Why so much hate around this book? Come on, the author has a knack of presenting taboos with humor! Even I, a sixteen year old brat, liked it!

JuniperWoolf
04-19-2010, 03:59 AM
I've read Heart of Darkness a lot (but then again, I'm a psychology type).

I also loved The Picture of Dorian Gray. In fact, I've already decided to name my first born son "Dorian."

My least favorite is The Great Gatsby. There was really nothing there for me.

OrphanPip
04-19-2010, 04:24 AM
I'll add my vote to Henry Fielding's Tom Jones, that book has put me to sleep on more than one occasion.

kelby_lake
04-19-2010, 09:12 AM
Why so much hate around this book? Come on, the author has a knack of presenting taboos with humor! Even I, a sixteen year old brat, liked it!

Humour? I don't remember much humour...maybe because they were kiddies? I just found the kiddies irritating, especially Scout 'I want to be a boy'.

teashi
04-19-2010, 10:14 AM
^ I don't think it was about her 'wanting to be a boy'. Scout looked up to her older brother (her only sibling) and her father, and her mother was dead.

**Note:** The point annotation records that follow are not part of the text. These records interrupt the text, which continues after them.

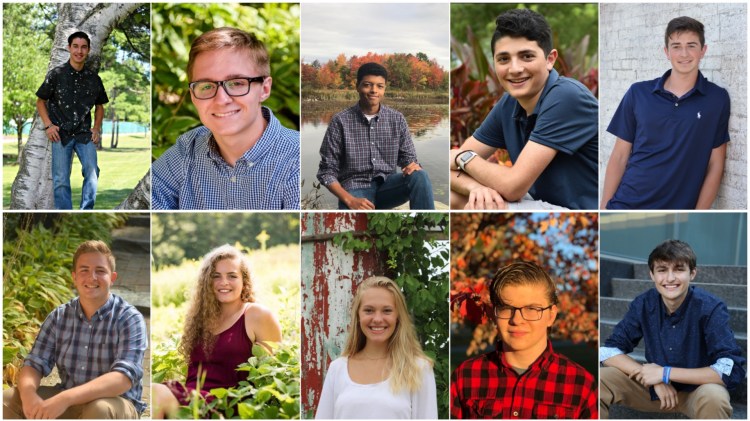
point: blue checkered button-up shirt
(356, 151)
(193, 175)
(115, 339)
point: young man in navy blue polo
(672, 133)
(548, 124)
(691, 356)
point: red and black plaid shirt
(553, 387)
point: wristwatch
(464, 159)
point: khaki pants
(105, 408)
(708, 401)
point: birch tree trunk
(32, 187)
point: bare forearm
(107, 385)
(703, 375)
(623, 363)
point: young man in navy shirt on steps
(672, 133)
(691, 356)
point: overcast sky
(355, 29)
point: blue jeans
(396, 190)
(62, 164)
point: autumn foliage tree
(565, 244)
(405, 71)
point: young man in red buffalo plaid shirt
(524, 378)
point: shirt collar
(263, 144)
(542, 362)
(101, 312)
(520, 113)
(700, 84)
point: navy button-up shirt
(114, 339)
(696, 335)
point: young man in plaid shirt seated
(96, 340)
(524, 377)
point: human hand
(51, 408)
(407, 170)
(667, 395)
(52, 133)
(649, 375)
(30, 404)
(359, 203)
(485, 198)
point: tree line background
(405, 71)
(176, 25)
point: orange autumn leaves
(565, 244)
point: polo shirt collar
(551, 79)
(101, 312)
(261, 146)
(700, 84)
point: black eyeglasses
(529, 313)
(207, 89)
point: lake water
(430, 130)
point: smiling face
(93, 278)
(79, 51)
(520, 335)
(523, 69)
(227, 280)
(378, 315)
(232, 120)
(685, 52)
(371, 91)
(672, 280)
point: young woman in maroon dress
(222, 323)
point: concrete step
(606, 327)
(733, 295)
(733, 275)
(611, 308)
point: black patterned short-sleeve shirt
(70, 96)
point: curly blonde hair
(204, 311)
(404, 348)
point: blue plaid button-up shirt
(356, 151)
(115, 339)
(193, 175)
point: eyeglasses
(530, 314)
(207, 89)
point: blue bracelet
(665, 374)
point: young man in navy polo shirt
(692, 356)
(548, 124)
(672, 133)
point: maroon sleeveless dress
(232, 348)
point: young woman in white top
(382, 372)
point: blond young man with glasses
(523, 377)
(242, 157)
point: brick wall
(632, 49)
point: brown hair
(231, 38)
(94, 246)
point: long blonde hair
(404, 349)
(204, 312)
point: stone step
(611, 308)
(606, 326)
(732, 295)
(732, 275)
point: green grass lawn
(120, 169)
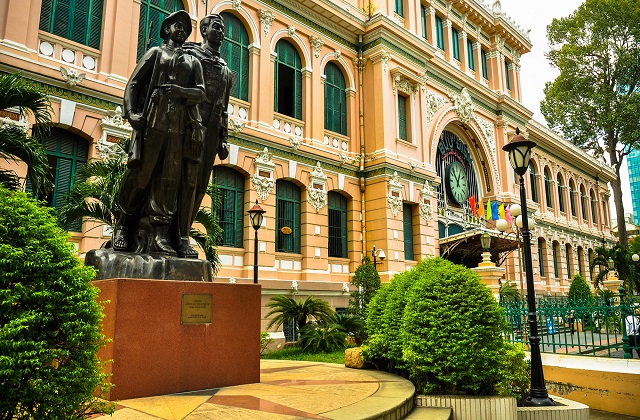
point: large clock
(456, 183)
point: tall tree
(595, 101)
(16, 145)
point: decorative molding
(266, 19)
(316, 188)
(463, 105)
(434, 102)
(394, 198)
(316, 45)
(72, 76)
(262, 179)
(236, 126)
(295, 142)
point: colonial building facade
(352, 123)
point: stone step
(430, 413)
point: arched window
(534, 184)
(541, 258)
(547, 188)
(337, 204)
(231, 213)
(560, 194)
(594, 215)
(288, 80)
(235, 51)
(287, 217)
(66, 151)
(583, 203)
(407, 227)
(77, 20)
(572, 202)
(152, 13)
(569, 259)
(555, 249)
(335, 100)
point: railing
(591, 328)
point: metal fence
(586, 327)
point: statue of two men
(176, 100)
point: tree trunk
(616, 186)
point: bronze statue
(160, 102)
(218, 80)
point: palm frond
(16, 146)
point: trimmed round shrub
(49, 318)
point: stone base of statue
(114, 264)
(176, 336)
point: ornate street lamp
(519, 149)
(256, 213)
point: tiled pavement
(287, 390)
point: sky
(535, 69)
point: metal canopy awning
(465, 248)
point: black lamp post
(256, 213)
(519, 150)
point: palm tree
(298, 311)
(15, 144)
(94, 196)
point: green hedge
(49, 318)
(442, 329)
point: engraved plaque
(196, 309)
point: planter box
(503, 408)
(472, 408)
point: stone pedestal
(155, 352)
(114, 265)
(490, 275)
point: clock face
(456, 183)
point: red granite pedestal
(155, 353)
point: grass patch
(295, 353)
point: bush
(321, 338)
(579, 291)
(49, 318)
(366, 281)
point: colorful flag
(494, 211)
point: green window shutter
(46, 12)
(235, 51)
(407, 227)
(66, 152)
(230, 214)
(454, 43)
(439, 33)
(423, 20)
(287, 216)
(483, 58)
(338, 233)
(541, 256)
(402, 117)
(506, 75)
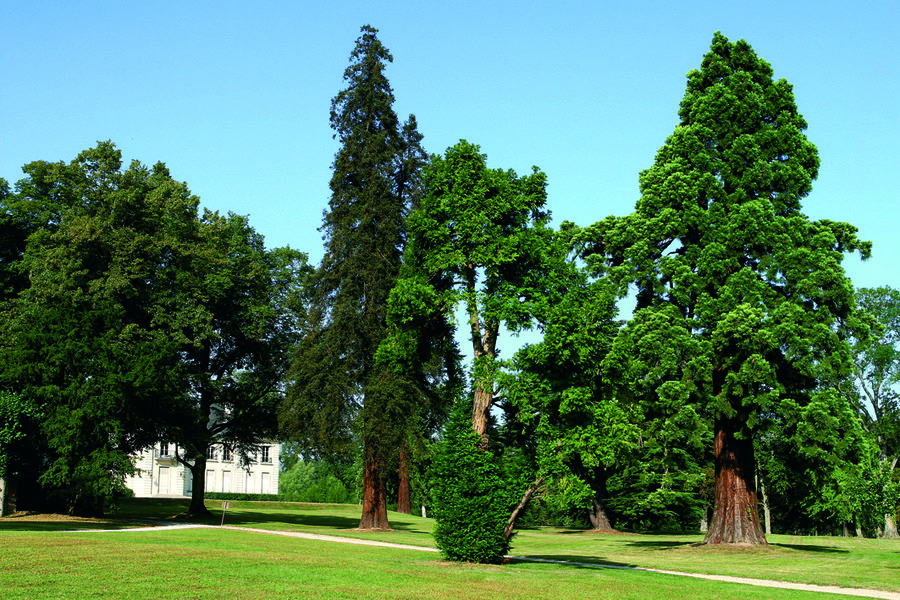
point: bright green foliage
(314, 481)
(471, 500)
(876, 362)
(18, 423)
(340, 395)
(738, 292)
(479, 238)
(582, 431)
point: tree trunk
(481, 409)
(374, 501)
(768, 516)
(890, 527)
(198, 488)
(511, 523)
(736, 515)
(403, 503)
(597, 515)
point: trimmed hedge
(244, 497)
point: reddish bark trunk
(736, 516)
(403, 503)
(526, 497)
(374, 501)
(598, 517)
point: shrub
(471, 501)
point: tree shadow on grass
(578, 562)
(323, 521)
(660, 544)
(813, 548)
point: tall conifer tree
(340, 395)
(738, 292)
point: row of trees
(741, 342)
(130, 317)
(749, 374)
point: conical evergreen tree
(340, 396)
(738, 292)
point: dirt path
(787, 585)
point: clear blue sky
(235, 97)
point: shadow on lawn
(813, 548)
(658, 544)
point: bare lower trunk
(765, 498)
(597, 515)
(736, 515)
(198, 489)
(890, 527)
(374, 498)
(481, 409)
(403, 503)
(523, 503)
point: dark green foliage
(471, 500)
(247, 497)
(318, 481)
(739, 294)
(140, 321)
(85, 340)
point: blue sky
(234, 97)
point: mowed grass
(41, 560)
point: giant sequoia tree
(340, 395)
(130, 319)
(738, 292)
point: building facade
(160, 474)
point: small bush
(471, 501)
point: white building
(160, 474)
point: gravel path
(787, 585)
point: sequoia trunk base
(198, 487)
(736, 516)
(481, 408)
(520, 508)
(403, 504)
(374, 501)
(597, 515)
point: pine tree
(340, 395)
(738, 292)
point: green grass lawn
(40, 560)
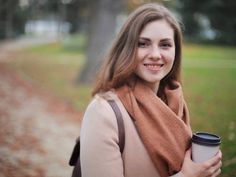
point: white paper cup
(204, 146)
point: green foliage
(193, 51)
(209, 91)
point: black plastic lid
(206, 139)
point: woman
(142, 74)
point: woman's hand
(209, 168)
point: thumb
(188, 153)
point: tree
(12, 19)
(220, 14)
(102, 25)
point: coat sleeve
(100, 154)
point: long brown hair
(120, 63)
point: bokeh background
(49, 54)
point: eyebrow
(162, 40)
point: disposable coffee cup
(204, 146)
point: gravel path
(37, 131)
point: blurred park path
(9, 46)
(37, 130)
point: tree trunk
(101, 31)
(9, 19)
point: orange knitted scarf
(163, 128)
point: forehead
(157, 29)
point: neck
(154, 86)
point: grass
(209, 91)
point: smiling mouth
(154, 66)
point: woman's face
(156, 52)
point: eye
(166, 45)
(143, 44)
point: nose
(155, 53)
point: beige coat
(100, 153)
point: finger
(188, 153)
(213, 161)
(217, 173)
(214, 169)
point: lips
(153, 66)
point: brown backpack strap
(120, 123)
(74, 159)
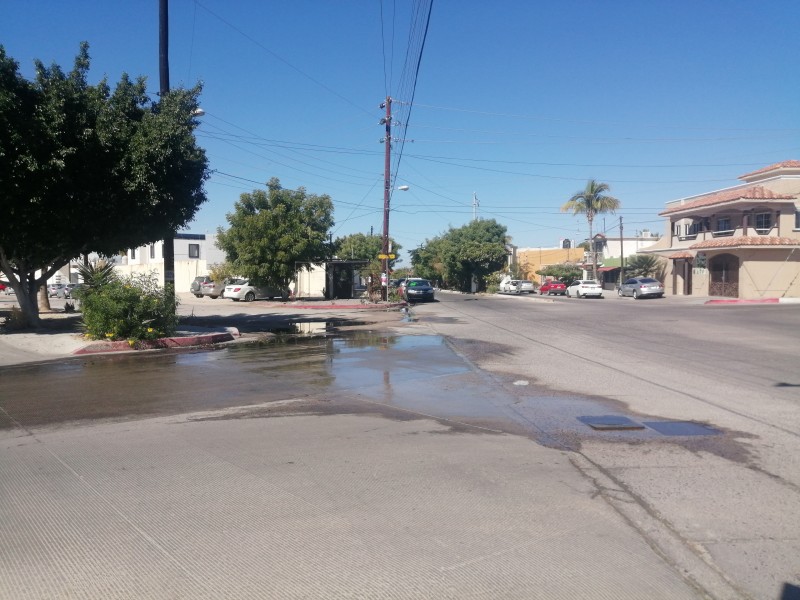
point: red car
(553, 287)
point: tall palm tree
(592, 201)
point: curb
(346, 306)
(160, 344)
(738, 301)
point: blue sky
(516, 102)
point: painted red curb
(736, 301)
(345, 306)
(174, 342)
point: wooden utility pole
(621, 254)
(163, 71)
(387, 188)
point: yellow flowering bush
(133, 309)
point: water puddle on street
(308, 369)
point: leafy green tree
(592, 201)
(274, 232)
(474, 250)
(645, 265)
(84, 169)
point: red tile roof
(755, 192)
(747, 240)
(792, 164)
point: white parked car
(240, 289)
(516, 286)
(584, 288)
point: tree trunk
(29, 307)
(43, 299)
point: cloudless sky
(517, 102)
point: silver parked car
(641, 287)
(516, 286)
(583, 288)
(240, 289)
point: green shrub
(133, 308)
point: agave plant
(97, 275)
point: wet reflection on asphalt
(414, 376)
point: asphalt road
(435, 456)
(731, 497)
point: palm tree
(592, 201)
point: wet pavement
(321, 372)
(369, 465)
(334, 459)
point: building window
(763, 222)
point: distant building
(195, 253)
(609, 252)
(738, 242)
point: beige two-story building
(738, 242)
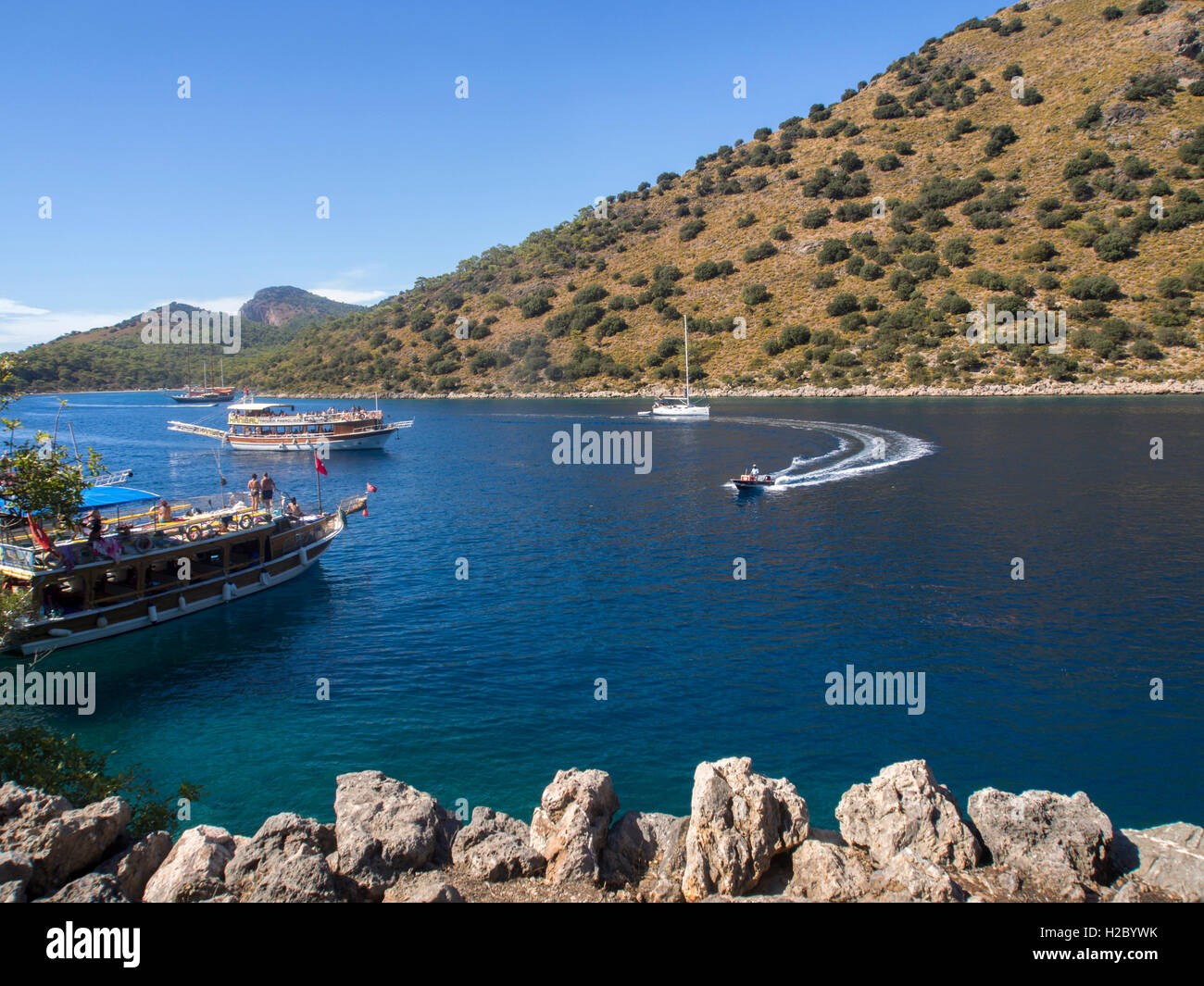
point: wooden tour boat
(269, 426)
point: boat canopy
(254, 406)
(115, 496)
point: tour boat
(144, 571)
(753, 480)
(679, 407)
(205, 393)
(268, 426)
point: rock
(1169, 857)
(738, 821)
(15, 868)
(73, 842)
(638, 842)
(826, 872)
(383, 829)
(1055, 838)
(904, 808)
(284, 862)
(570, 826)
(13, 892)
(194, 869)
(89, 889)
(494, 848)
(135, 866)
(24, 812)
(910, 877)
(429, 889)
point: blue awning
(115, 496)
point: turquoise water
(481, 689)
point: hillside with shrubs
(1047, 156)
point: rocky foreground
(747, 837)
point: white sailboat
(679, 407)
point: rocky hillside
(293, 307)
(853, 240)
(115, 357)
(902, 838)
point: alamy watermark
(883, 688)
(1035, 328)
(163, 327)
(605, 448)
(51, 688)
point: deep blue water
(483, 688)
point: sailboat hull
(685, 411)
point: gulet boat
(143, 571)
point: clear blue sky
(208, 199)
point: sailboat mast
(686, 323)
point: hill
(1050, 156)
(293, 307)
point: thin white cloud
(10, 307)
(19, 329)
(349, 295)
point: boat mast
(686, 323)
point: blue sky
(206, 200)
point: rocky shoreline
(747, 837)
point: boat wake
(859, 449)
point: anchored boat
(153, 562)
(679, 407)
(269, 426)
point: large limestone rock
(495, 846)
(383, 829)
(738, 821)
(909, 877)
(89, 889)
(639, 842)
(194, 869)
(823, 870)
(135, 866)
(904, 808)
(16, 868)
(570, 826)
(1056, 838)
(285, 862)
(75, 842)
(1169, 857)
(24, 812)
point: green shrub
(754, 293)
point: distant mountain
(293, 307)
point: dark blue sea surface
(482, 688)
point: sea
(1031, 565)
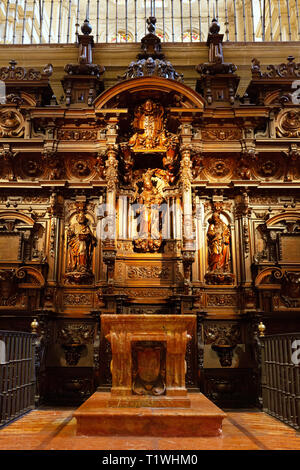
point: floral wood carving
(291, 69)
(20, 73)
(288, 123)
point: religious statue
(149, 369)
(149, 125)
(148, 208)
(81, 243)
(11, 123)
(218, 237)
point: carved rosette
(288, 123)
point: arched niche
(170, 92)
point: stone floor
(55, 429)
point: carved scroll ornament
(288, 123)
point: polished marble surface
(55, 429)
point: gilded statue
(81, 243)
(149, 125)
(148, 208)
(218, 238)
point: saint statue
(218, 237)
(148, 209)
(81, 243)
(149, 126)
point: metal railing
(281, 377)
(17, 374)
(113, 21)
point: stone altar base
(97, 417)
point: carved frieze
(218, 168)
(80, 166)
(77, 299)
(77, 134)
(222, 300)
(148, 272)
(144, 292)
(221, 133)
(21, 73)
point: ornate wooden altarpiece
(150, 198)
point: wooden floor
(55, 429)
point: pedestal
(148, 395)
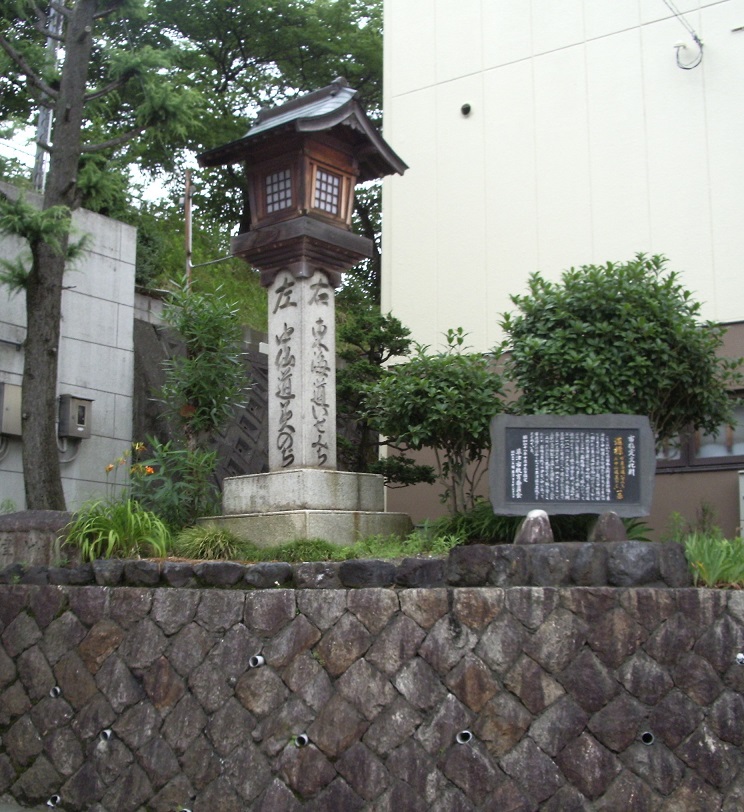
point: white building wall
(96, 359)
(585, 143)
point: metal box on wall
(10, 410)
(74, 416)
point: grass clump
(715, 560)
(208, 544)
(117, 529)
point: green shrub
(176, 483)
(117, 529)
(620, 338)
(714, 560)
(443, 401)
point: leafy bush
(117, 529)
(619, 338)
(443, 401)
(714, 560)
(203, 387)
(481, 524)
(176, 483)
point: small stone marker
(571, 464)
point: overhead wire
(693, 34)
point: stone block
(535, 529)
(374, 607)
(366, 573)
(590, 767)
(633, 563)
(335, 526)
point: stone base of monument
(307, 503)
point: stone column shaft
(302, 372)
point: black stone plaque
(572, 464)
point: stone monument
(303, 160)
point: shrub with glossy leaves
(621, 338)
(443, 401)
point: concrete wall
(96, 359)
(607, 699)
(585, 143)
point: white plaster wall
(96, 356)
(585, 143)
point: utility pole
(44, 123)
(187, 218)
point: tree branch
(108, 89)
(47, 32)
(60, 8)
(26, 69)
(113, 142)
(106, 11)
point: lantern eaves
(333, 106)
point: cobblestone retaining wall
(125, 698)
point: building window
(694, 450)
(278, 191)
(327, 191)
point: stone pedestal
(301, 503)
(302, 372)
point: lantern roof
(333, 107)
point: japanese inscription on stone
(302, 373)
(572, 464)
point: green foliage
(637, 530)
(21, 219)
(175, 483)
(400, 471)
(117, 529)
(714, 560)
(623, 339)
(209, 544)
(443, 401)
(203, 387)
(367, 340)
(479, 523)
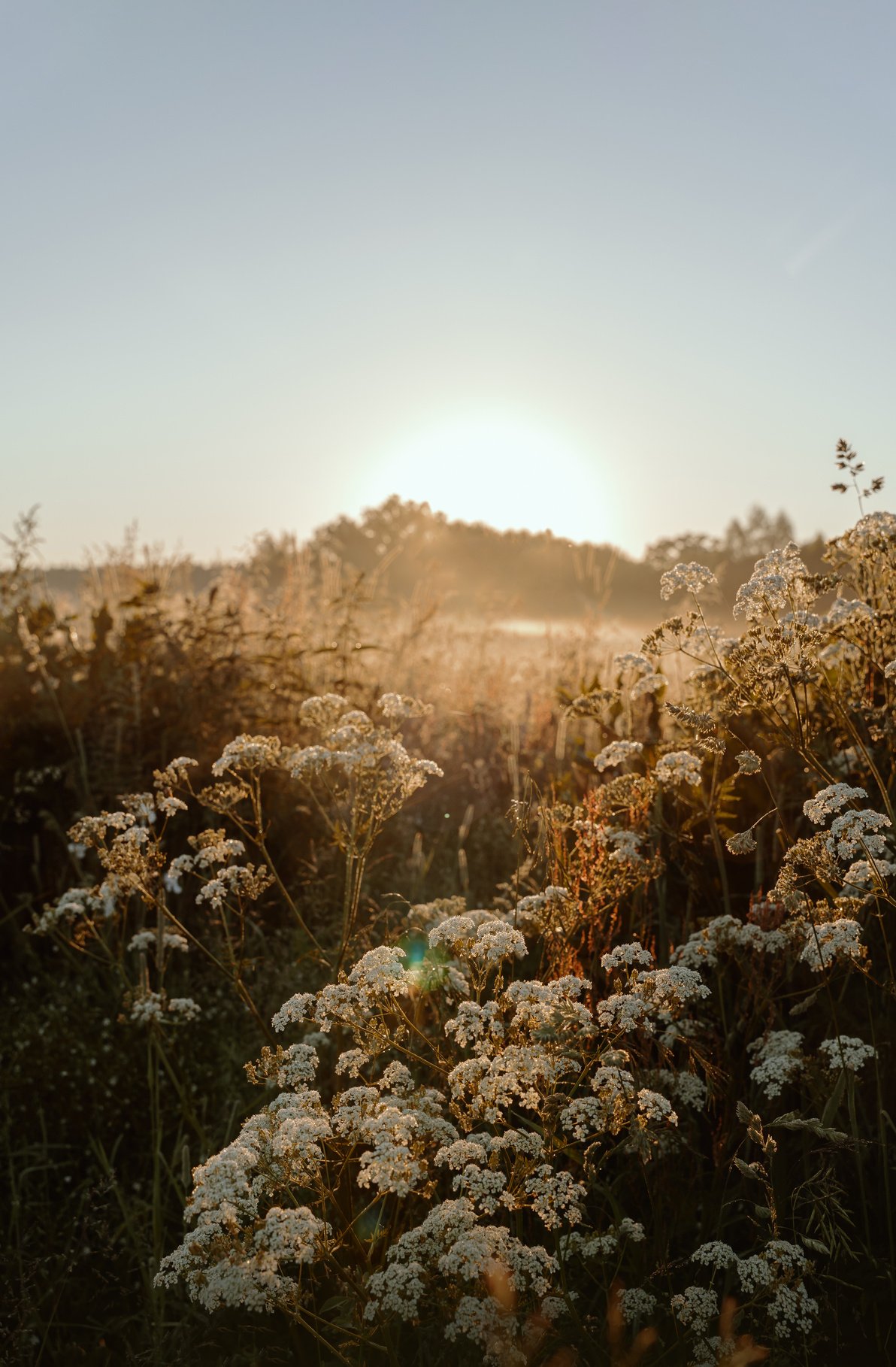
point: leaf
(806, 1002)
(832, 1105)
(813, 1126)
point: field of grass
(380, 989)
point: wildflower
(655, 1106)
(858, 832)
(678, 767)
(149, 939)
(715, 1254)
(779, 580)
(249, 752)
(395, 705)
(648, 684)
(831, 799)
(865, 874)
(831, 941)
(616, 753)
(633, 663)
(686, 578)
(635, 1303)
(847, 1051)
(779, 1059)
(633, 953)
(697, 1307)
(843, 611)
(556, 1196)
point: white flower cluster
(354, 750)
(615, 753)
(832, 941)
(854, 833)
(249, 752)
(779, 1059)
(869, 872)
(831, 800)
(849, 611)
(485, 945)
(678, 767)
(779, 580)
(156, 1008)
(872, 532)
(149, 939)
(626, 954)
(846, 1051)
(728, 935)
(650, 683)
(686, 578)
(655, 993)
(396, 707)
(697, 1308)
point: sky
(619, 270)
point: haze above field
(618, 270)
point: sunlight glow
(500, 469)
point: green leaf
(832, 1105)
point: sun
(501, 469)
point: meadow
(383, 989)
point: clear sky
(615, 268)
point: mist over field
(447, 856)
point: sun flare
(503, 471)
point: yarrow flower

I'll add for 'worst classics', stuff by Jane Austen and Charles Dickens. Longwinded, gibberish writing.

fb0252
04-20-2010, 07:03 PM
Alright awful might have been a tad harsh, but despite his humor I took a Chaucer class and I'm still not a fan, no offense.

you took a Chaucer class. i challenge you read C Tales in original English, then forward us another post.

MrRegular
04-23-2010, 01:02 AM
catch 22 was horrid.
Agreed!

c aesura
05-02-2010, 11:47 AM
Orwell's Coming Up for Air was an unbelievable pain. And yet the next novels he would publish are two of my favourite works of all time: Animal Farm and Nineteen Eighty-Four.

bounty
05-03-2010, 07:57 PM
yet another chance to say how terribly disappointing moby dick was!